How does this happen? Based upon interviews with college students and hiring agents, observations of career fairs and events, and content analyses of students’ cover letters and resumes as well as employers’ job ads, I show how inequality is transformed into equality among business majors from non-elite universities. Here, it occurs through a newly unearthed opportunity structure: a luckocracy. Luckocracies hide information about where and how to get ahead from people of all classes, and they evaluate individuals using class-neutral criteria and processes. Because information is hidden, students from all class backgrounds must guess how to get ahead, and because they are evaluated in class-neutral ways, their guesses are equally likely to pay off. In this system, those who get ahead aren’t those with the most resources. Instead, they’re the lucky ones who guess well.
About Jessi Streib:
Jessi Streib is an Associate Professor of Sociology at Duke University and the co-recipient of the 2023 Early Career Award from the Inequality, Poverty, and Mobility section of the American Sociological Association.

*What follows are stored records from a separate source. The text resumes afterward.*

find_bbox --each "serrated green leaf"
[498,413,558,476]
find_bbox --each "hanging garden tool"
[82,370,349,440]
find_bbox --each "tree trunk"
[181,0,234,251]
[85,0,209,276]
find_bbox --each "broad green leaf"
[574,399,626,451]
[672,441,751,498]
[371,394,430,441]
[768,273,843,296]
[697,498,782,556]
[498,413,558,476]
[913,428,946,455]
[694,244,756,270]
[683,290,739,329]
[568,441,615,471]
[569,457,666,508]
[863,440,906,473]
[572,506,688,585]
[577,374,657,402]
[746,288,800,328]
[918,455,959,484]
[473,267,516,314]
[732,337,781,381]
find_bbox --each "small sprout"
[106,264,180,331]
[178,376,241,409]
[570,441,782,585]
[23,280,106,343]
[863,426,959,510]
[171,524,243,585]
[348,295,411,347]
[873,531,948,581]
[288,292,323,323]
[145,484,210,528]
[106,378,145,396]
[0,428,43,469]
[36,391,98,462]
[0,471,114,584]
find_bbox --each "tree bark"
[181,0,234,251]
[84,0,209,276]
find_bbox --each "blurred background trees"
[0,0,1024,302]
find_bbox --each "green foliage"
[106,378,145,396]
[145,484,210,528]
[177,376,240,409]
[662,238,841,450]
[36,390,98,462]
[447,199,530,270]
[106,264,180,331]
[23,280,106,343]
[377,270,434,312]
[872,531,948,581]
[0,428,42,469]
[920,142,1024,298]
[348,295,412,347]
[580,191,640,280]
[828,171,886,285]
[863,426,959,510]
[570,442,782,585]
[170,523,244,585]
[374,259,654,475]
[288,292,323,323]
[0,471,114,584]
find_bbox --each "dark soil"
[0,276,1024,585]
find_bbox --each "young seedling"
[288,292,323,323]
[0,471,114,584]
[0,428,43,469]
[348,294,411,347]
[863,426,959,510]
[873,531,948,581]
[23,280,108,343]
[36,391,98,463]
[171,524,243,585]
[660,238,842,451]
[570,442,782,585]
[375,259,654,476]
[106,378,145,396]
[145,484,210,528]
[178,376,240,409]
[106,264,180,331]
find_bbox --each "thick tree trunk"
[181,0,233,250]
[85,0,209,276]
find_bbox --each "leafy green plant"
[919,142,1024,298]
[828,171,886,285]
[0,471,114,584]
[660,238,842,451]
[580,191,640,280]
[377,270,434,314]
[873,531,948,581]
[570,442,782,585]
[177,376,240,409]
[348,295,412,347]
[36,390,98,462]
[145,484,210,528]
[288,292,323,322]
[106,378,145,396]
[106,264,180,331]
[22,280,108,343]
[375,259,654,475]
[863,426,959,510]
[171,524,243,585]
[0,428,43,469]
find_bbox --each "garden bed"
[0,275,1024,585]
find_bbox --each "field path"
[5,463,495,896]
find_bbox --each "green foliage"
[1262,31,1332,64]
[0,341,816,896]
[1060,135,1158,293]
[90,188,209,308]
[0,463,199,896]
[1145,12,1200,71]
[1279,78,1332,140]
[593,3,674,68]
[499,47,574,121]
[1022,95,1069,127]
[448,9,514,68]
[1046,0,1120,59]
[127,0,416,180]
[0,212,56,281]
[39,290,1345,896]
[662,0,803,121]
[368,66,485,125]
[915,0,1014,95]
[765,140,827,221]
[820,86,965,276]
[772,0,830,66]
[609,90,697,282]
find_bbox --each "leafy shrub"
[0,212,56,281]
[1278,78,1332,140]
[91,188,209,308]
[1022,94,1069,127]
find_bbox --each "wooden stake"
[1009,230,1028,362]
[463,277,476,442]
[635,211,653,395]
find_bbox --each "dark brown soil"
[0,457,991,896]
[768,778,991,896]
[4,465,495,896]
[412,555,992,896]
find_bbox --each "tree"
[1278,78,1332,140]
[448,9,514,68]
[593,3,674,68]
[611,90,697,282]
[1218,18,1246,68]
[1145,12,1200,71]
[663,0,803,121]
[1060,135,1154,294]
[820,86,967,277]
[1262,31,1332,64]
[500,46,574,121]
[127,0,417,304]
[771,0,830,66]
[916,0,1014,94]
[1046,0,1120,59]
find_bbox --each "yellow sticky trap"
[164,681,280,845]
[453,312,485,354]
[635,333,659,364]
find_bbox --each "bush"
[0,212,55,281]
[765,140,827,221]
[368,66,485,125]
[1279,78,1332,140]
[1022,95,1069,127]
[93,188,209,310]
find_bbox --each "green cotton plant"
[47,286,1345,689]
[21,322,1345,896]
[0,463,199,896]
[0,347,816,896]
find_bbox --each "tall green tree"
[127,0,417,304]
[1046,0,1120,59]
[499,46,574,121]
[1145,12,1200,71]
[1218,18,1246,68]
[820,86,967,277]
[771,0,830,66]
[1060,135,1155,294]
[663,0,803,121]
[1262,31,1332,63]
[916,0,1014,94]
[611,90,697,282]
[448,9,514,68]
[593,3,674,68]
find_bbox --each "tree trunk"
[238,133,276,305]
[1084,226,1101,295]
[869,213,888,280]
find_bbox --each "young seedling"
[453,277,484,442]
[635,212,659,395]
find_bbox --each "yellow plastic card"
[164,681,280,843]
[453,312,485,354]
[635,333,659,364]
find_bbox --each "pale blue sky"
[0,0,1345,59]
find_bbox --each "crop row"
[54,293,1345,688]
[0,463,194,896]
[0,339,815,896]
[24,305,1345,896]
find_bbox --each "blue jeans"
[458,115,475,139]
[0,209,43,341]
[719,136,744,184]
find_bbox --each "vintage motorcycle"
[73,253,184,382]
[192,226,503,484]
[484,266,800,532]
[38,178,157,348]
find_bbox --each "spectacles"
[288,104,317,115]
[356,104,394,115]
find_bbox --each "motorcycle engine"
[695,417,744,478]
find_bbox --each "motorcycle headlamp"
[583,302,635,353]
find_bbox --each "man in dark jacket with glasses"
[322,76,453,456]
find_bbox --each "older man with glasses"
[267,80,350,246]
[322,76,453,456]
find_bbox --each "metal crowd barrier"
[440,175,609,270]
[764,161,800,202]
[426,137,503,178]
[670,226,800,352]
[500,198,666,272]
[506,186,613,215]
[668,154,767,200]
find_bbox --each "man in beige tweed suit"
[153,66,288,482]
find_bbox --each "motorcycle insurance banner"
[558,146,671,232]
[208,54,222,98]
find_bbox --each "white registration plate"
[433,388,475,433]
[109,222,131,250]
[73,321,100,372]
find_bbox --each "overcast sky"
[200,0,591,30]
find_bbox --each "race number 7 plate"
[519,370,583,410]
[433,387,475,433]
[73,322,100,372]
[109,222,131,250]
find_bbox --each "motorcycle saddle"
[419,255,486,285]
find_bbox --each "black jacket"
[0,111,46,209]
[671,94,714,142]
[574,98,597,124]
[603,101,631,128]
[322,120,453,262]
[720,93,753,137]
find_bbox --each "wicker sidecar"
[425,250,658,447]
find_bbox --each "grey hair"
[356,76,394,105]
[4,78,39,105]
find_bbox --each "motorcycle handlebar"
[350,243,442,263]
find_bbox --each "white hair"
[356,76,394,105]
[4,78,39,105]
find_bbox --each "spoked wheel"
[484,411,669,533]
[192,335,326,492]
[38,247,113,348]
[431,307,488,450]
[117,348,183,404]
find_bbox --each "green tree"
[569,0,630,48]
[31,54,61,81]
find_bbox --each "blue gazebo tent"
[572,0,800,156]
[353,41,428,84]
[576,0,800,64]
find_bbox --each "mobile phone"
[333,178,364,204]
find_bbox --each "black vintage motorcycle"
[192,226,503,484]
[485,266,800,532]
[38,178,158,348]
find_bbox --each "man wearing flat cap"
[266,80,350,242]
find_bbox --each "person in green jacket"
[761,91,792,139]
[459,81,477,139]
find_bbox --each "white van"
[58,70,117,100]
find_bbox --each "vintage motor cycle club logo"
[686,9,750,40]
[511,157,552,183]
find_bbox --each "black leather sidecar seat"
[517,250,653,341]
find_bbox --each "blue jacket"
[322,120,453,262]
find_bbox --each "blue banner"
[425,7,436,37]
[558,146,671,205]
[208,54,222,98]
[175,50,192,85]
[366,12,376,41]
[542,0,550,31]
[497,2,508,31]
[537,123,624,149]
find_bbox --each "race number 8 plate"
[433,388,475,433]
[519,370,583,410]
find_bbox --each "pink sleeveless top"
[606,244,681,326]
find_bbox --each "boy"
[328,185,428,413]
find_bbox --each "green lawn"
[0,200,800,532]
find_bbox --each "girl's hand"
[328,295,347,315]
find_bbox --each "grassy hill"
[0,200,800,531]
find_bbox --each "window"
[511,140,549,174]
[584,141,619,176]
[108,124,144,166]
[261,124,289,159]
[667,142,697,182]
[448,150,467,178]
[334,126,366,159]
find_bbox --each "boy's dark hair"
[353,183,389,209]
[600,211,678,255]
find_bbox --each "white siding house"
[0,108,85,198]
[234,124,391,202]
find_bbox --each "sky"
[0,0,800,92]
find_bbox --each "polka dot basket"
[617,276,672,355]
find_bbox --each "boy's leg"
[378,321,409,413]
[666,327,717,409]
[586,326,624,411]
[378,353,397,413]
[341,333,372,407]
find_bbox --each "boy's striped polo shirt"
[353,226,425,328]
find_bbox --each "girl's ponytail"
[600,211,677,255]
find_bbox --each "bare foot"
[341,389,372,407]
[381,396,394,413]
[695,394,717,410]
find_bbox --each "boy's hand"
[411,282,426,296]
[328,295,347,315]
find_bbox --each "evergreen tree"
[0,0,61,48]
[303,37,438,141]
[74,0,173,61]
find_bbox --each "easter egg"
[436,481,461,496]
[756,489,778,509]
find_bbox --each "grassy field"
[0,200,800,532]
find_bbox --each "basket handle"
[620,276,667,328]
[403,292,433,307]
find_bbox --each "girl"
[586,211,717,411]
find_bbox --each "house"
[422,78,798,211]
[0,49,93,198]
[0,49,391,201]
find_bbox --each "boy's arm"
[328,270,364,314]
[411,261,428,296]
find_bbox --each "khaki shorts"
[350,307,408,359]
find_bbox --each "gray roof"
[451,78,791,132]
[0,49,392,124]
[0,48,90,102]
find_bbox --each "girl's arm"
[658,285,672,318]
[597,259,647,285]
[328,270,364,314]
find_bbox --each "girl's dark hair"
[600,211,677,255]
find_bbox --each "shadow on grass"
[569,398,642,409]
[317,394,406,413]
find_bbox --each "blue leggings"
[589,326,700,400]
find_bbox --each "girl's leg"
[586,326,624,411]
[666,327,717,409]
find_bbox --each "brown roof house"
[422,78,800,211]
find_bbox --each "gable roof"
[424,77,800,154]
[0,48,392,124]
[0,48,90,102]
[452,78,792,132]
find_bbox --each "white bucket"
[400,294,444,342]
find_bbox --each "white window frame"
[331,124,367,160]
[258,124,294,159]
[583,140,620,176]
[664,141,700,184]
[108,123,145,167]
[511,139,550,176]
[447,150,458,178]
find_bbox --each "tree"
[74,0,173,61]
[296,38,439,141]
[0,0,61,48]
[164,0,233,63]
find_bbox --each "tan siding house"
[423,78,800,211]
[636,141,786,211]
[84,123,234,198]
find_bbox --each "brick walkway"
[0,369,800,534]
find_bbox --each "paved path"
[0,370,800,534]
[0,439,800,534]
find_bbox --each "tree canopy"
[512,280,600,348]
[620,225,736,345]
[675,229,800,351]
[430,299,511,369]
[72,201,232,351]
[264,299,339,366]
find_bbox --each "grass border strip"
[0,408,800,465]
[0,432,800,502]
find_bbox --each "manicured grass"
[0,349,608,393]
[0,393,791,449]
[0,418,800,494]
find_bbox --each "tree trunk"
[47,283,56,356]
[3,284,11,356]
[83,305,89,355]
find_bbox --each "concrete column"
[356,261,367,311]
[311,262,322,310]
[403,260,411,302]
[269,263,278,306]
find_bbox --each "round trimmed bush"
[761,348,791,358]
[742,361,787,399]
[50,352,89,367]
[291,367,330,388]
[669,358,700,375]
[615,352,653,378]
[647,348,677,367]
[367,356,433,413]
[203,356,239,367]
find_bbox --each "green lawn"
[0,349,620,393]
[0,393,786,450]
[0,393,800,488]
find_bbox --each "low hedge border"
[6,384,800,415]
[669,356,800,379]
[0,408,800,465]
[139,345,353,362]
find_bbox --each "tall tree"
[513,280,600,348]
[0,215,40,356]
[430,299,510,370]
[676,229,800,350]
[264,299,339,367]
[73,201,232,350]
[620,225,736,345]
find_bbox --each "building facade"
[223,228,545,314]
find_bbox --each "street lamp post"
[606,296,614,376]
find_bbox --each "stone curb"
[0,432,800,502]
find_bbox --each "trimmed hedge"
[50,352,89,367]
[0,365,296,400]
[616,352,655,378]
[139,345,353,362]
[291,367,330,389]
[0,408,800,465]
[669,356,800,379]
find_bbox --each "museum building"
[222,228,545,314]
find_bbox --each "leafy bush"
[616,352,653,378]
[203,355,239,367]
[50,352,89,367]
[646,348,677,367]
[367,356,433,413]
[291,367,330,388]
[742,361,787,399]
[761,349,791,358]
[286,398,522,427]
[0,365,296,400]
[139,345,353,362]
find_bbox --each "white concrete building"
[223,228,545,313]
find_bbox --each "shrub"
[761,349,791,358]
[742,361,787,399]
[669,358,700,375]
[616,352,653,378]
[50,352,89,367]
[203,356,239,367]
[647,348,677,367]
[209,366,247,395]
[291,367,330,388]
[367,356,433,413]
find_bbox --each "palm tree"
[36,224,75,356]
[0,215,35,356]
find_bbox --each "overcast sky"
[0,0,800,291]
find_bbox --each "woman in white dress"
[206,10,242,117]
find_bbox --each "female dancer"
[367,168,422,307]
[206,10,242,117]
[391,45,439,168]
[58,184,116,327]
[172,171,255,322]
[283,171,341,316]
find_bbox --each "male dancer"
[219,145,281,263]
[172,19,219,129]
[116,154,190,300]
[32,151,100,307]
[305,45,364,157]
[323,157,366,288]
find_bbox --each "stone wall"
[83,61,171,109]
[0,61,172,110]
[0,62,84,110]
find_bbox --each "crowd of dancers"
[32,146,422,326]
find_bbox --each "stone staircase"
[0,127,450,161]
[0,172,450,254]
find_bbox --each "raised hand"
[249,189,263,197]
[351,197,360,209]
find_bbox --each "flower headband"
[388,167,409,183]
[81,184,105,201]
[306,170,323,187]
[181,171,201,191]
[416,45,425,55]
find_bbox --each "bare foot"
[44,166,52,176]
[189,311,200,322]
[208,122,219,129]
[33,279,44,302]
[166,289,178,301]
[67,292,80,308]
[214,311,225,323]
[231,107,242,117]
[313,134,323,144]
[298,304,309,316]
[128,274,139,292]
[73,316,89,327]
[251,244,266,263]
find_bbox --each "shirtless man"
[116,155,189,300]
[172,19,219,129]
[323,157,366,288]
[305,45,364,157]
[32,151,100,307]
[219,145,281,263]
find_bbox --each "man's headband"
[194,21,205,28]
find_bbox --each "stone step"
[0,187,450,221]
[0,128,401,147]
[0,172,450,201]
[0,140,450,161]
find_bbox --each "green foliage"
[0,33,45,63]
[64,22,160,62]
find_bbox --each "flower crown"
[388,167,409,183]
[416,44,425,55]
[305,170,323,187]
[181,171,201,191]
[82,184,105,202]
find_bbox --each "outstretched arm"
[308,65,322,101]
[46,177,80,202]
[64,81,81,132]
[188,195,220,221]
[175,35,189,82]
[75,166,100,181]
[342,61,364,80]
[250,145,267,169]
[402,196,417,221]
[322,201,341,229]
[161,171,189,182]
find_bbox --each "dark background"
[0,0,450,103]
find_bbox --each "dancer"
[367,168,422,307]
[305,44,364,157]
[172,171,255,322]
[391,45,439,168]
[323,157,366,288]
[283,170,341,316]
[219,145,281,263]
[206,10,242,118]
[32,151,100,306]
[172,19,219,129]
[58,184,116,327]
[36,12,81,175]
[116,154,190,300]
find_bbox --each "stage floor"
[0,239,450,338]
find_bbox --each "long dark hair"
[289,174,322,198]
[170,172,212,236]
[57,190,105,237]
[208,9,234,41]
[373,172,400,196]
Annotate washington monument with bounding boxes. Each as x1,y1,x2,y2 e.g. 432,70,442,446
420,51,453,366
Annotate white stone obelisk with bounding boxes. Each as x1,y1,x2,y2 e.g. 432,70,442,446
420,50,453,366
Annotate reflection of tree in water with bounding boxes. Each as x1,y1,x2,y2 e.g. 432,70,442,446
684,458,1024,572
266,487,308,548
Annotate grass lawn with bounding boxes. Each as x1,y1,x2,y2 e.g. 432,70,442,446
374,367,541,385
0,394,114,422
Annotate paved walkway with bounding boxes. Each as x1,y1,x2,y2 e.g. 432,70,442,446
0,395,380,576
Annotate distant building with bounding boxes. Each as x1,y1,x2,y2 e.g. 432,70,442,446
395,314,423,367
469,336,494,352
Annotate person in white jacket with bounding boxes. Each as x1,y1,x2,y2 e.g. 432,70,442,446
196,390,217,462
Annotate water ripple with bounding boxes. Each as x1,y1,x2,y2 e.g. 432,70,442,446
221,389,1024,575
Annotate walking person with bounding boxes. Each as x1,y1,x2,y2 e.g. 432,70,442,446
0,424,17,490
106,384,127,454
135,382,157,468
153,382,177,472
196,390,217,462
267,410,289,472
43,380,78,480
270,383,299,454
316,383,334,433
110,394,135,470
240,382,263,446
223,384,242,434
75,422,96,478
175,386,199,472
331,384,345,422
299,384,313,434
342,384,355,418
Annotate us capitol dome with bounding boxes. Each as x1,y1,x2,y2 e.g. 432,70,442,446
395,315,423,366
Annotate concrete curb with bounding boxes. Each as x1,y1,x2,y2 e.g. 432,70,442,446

Her work focuses on how people stay in or move out of their childhood class position and how class, gender, and racial inequalities are maintained and challenged.
She is the author of The Power of the Past: Understanding Cross-Class Marriages, Privilege Lost: Who Leaves the Upper Middle Class and How They Fall, the #1 new release in sociology The Accidental Equalizer: How Luck Determines Pay After College, and the forthcoming co-authored book, Is it Racist? Is it Sexist? Why Red and Blue White People Disagree, and How to Decide in the Gray Areas. In 2024, she became a contributing writer for Forbes.com.